The Banality of Survival/Suicide is the third of four installments of a data-laden narrative. The story follows a parent in the fall of 2018 dealing with the conjunction of crises we face.
Another October day with temperature prediction in the high 80s. Baby girl and me are driving in our car, fueled by Jurassic period plants whose sun-converted carbon couldn’t be broken down and released by the yet-to-be evolved fungi. On the way to retrieve brother from school, I retrieve the Pete Seeger Smithsonian CD. Older brother hasn’t listened to it for a long time. I hype it to my daughter, “Here’s a CD with stories! You’re going to love them!” The stories fall back into my brain cells/body rhythms created by night-after-night repetition from the months my son enjoyed going to sleep listening to this CD.
Good ol’ Pete Seeger. From hanging out with the giants of the civil rights movement at Highlander Center to singing on Sesame Street. “Sam, the Whaler” is the first track on the CD. It begins with banjo licks and a story of a poor boy (Sam) who goes whaling (to make money). “Blow ye winds of the morning, blow ye winds high ho…” There is a union solidarity message at the end of the song and I feel happy about potentially indoctrinating my children with the perhaps a little forced stick-together-against-the-boss-who-will-try-to-screw-you-over message.
I revel in the experience of hearing something familiar for the first time in a while. I listen openly. Mr. Seeger says, Well they caught long whales and short whales. They caught big whales and small whales. That’s a lot of whales, Pete. They caught spotted whales and striped whales, ugly whales and pretty whales, black whales and white whales. That’s a whale massacre, Pete. I retrieve my phone at the red light. I read and learn. They killed whales during the Victorian era like white people killed passenger pigeons, buffalo, beaver.
I find the non-children’s version of “Sam, the Whaler.” It includes the line, “And say you’ll take five hundred sperm before you’re six months out.” 500?! Whale oil, lanterns, thousands upon thousands of whales killed. An insatiable appetite for destruction. A car honks behind me. Green light.
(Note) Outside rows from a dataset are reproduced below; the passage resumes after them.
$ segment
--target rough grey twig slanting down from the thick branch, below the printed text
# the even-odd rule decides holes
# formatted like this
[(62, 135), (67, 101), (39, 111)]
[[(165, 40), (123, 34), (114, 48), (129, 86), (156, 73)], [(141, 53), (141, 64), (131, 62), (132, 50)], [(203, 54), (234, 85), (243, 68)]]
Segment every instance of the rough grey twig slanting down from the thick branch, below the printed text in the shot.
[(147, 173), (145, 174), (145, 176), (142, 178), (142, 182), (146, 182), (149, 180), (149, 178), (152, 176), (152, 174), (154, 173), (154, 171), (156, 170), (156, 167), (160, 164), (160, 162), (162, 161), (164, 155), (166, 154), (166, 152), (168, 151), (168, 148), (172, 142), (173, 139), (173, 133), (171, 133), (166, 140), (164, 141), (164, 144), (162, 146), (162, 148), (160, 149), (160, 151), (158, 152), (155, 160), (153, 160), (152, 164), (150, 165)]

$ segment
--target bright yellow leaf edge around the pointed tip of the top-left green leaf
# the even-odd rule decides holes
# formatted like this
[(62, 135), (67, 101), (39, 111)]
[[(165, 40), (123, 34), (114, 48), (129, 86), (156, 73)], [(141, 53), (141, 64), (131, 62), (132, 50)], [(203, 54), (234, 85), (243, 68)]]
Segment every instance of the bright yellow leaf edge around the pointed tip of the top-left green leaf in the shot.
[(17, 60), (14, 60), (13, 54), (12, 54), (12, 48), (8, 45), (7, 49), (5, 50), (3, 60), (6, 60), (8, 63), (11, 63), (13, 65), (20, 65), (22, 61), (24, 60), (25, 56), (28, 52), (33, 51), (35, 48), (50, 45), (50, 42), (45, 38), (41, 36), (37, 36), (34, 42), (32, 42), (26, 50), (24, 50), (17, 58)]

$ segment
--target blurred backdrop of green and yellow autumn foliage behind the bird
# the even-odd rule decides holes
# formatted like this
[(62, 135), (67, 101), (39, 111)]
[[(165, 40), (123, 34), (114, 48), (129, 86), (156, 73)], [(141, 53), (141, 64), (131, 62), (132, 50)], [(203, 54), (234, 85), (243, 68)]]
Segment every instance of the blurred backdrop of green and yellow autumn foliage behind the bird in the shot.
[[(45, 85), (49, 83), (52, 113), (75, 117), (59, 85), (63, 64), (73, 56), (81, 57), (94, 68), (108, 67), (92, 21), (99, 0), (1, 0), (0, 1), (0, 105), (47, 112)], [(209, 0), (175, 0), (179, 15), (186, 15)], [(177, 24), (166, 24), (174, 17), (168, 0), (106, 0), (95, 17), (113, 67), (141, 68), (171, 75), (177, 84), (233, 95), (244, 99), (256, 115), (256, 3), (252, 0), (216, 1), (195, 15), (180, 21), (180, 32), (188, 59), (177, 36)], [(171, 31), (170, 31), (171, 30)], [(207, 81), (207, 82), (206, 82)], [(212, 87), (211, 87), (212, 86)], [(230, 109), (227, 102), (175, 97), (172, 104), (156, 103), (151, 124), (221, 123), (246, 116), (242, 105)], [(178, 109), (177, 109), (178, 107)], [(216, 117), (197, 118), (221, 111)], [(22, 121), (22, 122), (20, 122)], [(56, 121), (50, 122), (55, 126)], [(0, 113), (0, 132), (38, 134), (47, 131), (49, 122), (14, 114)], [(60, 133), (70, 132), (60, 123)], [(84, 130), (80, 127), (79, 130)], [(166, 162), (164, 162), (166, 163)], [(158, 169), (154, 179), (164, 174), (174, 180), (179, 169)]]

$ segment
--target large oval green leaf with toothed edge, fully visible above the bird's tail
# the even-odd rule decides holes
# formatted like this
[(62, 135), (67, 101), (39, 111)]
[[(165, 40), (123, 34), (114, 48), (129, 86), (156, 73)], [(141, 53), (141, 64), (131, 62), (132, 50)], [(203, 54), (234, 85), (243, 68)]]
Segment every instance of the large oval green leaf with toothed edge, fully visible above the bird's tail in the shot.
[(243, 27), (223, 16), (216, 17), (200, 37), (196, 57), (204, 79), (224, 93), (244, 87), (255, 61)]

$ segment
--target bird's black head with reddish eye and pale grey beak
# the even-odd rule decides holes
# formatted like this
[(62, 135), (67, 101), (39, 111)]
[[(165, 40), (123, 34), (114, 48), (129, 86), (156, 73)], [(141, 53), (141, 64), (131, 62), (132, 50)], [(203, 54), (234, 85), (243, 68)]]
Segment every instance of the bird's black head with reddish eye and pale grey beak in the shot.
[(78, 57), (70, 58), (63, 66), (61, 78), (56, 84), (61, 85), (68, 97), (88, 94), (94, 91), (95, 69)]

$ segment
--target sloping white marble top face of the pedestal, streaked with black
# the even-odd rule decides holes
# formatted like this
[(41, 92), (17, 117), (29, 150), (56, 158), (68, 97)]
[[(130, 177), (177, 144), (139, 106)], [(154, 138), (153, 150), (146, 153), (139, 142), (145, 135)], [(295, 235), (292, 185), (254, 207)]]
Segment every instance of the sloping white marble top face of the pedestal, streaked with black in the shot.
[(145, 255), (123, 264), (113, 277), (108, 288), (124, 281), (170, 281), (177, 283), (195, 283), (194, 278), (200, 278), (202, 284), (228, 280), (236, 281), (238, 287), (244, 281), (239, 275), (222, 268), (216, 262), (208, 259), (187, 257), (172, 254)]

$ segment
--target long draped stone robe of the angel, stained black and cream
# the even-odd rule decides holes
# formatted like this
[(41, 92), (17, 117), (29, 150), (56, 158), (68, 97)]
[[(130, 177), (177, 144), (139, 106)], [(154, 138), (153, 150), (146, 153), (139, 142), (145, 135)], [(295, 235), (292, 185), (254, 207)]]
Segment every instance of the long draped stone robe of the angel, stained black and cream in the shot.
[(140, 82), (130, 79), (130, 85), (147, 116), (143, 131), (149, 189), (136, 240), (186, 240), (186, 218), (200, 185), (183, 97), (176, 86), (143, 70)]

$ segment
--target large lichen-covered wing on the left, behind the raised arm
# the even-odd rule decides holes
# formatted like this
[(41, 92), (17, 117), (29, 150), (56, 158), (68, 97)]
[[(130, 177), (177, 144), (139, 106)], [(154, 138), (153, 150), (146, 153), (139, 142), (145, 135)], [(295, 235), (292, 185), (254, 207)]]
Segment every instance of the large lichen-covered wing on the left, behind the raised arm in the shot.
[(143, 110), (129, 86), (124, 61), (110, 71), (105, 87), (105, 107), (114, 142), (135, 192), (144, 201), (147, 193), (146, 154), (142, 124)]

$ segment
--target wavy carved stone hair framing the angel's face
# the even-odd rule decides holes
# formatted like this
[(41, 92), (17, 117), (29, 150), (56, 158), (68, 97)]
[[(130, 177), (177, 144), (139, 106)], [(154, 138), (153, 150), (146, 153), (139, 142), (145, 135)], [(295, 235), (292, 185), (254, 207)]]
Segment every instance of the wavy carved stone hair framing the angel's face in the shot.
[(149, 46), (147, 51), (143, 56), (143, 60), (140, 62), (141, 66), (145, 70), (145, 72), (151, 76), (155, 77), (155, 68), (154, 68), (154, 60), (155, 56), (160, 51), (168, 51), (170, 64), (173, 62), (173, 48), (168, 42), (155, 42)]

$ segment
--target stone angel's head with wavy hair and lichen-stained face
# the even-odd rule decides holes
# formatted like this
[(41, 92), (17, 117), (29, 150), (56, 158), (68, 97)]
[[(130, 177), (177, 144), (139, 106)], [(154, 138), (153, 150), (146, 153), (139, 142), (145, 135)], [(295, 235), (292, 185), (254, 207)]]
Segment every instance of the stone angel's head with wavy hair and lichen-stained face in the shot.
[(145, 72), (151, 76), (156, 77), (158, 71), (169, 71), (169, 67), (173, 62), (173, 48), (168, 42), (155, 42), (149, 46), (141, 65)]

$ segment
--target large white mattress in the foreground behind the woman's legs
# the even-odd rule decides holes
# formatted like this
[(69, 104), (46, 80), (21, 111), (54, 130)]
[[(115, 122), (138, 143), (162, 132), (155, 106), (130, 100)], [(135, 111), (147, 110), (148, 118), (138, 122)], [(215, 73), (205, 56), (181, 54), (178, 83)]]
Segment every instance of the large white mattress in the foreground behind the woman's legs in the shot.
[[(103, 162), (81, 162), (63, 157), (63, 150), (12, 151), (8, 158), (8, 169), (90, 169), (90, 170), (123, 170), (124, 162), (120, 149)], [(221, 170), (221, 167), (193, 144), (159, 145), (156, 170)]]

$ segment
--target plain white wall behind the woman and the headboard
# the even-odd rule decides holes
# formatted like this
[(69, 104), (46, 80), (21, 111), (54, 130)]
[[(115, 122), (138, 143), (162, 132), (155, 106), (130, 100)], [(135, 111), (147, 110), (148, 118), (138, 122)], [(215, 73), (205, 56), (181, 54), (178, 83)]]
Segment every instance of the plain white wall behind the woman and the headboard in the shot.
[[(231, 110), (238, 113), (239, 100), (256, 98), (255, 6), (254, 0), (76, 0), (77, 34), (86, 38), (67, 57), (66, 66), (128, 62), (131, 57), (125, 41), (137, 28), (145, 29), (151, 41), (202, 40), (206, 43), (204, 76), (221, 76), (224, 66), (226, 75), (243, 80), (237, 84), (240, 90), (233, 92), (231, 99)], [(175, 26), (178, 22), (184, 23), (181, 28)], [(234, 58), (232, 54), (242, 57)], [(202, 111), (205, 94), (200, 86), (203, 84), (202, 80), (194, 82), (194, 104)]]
In the children’s song the boatmen eat whale, drink whale, sleep whale, harpoon whale, cut whale, gather and render whale oil. Sam the young whaler wanted to eat chicken instead of mush. So he boarded a ship and learned to kill a keystone species. It is estimated that around 3 million shipwrecks litter the ocean’s floor and, coincidentally, the whale industry killed 3 million whales. How many of the sunken vessels are whaling ships? How many Eastern white pines were cut out of the Appalachian mountains to build these boats to kill these whales? Conversion of natural resources into commodities into cash: robbing Peter to pay Peter. And Pete is singing about it.
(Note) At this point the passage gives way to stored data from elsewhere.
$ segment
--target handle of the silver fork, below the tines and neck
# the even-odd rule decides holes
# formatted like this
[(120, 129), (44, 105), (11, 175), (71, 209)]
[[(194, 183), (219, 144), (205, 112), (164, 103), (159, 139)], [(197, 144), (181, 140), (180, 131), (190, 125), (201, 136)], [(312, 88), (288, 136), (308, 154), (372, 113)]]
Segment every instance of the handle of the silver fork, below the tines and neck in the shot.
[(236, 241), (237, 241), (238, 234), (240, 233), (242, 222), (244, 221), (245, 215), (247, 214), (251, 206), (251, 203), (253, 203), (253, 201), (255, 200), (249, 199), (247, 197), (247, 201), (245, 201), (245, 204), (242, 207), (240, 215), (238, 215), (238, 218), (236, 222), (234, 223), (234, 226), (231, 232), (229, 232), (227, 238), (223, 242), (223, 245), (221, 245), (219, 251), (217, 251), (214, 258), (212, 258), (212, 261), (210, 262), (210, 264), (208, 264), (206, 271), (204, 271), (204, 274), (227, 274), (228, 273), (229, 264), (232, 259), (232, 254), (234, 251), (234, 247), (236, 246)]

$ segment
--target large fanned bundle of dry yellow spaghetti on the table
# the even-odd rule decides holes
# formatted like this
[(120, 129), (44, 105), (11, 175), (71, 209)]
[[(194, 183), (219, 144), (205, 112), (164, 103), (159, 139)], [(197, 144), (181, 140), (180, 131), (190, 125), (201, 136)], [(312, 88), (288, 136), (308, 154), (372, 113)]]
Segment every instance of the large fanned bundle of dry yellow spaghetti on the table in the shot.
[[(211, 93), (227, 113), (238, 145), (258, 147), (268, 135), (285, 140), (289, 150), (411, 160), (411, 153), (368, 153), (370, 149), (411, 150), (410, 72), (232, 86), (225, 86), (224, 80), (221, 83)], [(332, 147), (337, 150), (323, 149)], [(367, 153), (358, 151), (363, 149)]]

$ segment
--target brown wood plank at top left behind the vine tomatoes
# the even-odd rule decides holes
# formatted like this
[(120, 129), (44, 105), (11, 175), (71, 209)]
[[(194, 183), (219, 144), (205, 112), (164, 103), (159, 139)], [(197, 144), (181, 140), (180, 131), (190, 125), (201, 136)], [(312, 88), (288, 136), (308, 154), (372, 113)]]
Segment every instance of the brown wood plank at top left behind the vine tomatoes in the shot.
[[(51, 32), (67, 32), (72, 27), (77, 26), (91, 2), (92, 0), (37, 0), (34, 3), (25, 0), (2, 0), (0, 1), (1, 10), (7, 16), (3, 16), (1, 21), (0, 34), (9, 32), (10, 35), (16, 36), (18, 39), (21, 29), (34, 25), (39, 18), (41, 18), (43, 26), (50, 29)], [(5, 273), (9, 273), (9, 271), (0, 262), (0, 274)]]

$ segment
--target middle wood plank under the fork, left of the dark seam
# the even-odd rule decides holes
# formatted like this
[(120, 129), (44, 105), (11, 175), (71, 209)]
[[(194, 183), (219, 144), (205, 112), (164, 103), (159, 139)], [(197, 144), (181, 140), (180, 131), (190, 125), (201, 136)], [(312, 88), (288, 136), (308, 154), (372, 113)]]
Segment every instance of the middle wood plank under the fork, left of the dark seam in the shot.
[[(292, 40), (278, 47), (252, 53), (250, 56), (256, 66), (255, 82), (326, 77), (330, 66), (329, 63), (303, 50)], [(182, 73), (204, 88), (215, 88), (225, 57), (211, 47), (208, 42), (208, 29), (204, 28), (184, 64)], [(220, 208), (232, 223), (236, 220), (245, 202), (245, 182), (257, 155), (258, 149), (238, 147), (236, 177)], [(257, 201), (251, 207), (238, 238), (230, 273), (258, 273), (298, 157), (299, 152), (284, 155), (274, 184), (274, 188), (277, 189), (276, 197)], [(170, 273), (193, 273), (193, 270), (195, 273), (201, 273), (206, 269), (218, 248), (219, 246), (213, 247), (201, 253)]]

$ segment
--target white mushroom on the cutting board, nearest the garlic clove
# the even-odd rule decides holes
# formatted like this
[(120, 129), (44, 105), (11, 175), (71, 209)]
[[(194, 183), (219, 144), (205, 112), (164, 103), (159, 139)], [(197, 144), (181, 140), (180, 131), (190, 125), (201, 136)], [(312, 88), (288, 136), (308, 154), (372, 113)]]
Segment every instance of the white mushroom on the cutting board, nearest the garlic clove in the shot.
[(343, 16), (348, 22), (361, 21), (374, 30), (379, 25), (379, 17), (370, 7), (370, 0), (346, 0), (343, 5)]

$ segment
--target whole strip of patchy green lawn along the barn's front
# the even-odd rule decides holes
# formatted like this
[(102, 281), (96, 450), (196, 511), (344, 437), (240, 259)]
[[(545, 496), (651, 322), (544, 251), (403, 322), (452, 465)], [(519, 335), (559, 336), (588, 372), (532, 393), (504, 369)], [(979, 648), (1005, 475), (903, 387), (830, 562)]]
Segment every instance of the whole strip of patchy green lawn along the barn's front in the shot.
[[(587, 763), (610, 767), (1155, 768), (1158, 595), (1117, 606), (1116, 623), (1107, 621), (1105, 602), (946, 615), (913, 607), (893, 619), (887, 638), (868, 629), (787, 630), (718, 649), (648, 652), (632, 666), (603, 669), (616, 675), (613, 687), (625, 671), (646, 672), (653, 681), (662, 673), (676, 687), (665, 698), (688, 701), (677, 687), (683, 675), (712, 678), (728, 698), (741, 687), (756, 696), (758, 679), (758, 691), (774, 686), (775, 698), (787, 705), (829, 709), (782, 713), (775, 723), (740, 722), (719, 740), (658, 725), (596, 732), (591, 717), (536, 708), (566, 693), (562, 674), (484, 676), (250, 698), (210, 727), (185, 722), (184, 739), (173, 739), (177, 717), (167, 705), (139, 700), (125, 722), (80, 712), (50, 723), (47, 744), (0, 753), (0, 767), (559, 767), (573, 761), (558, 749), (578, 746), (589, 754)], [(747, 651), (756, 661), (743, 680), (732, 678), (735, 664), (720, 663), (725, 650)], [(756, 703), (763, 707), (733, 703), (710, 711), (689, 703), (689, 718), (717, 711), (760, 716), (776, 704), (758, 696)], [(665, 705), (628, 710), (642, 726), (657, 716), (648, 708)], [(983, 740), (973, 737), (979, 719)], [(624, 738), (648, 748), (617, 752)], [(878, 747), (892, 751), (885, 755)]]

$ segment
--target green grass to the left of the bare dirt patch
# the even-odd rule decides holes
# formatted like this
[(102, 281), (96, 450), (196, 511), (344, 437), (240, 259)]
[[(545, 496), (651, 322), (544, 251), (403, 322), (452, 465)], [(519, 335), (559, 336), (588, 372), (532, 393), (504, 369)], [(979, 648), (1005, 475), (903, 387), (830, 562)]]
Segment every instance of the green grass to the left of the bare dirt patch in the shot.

I recall a coworker who told me he would cut down the last tree on earth to feed his family. There won’t be a you, your family, or anyone else if there’s one tree left, you moron, I thought. Diplomatically, I suggested to him we all cut down lots of trees every day to feed our families (but I didn’t have a family at the time). I put the uneaten dinosaur food AKA gasoline into my car regularly so I can go to work. I look at my daughter, listening to the horror-show song supposedly appropriate for children. I skip the track. I find later that Pete Seeger wrote a sort of redemption song called “The Last Whale.” No one reads the retraction, the damage is done.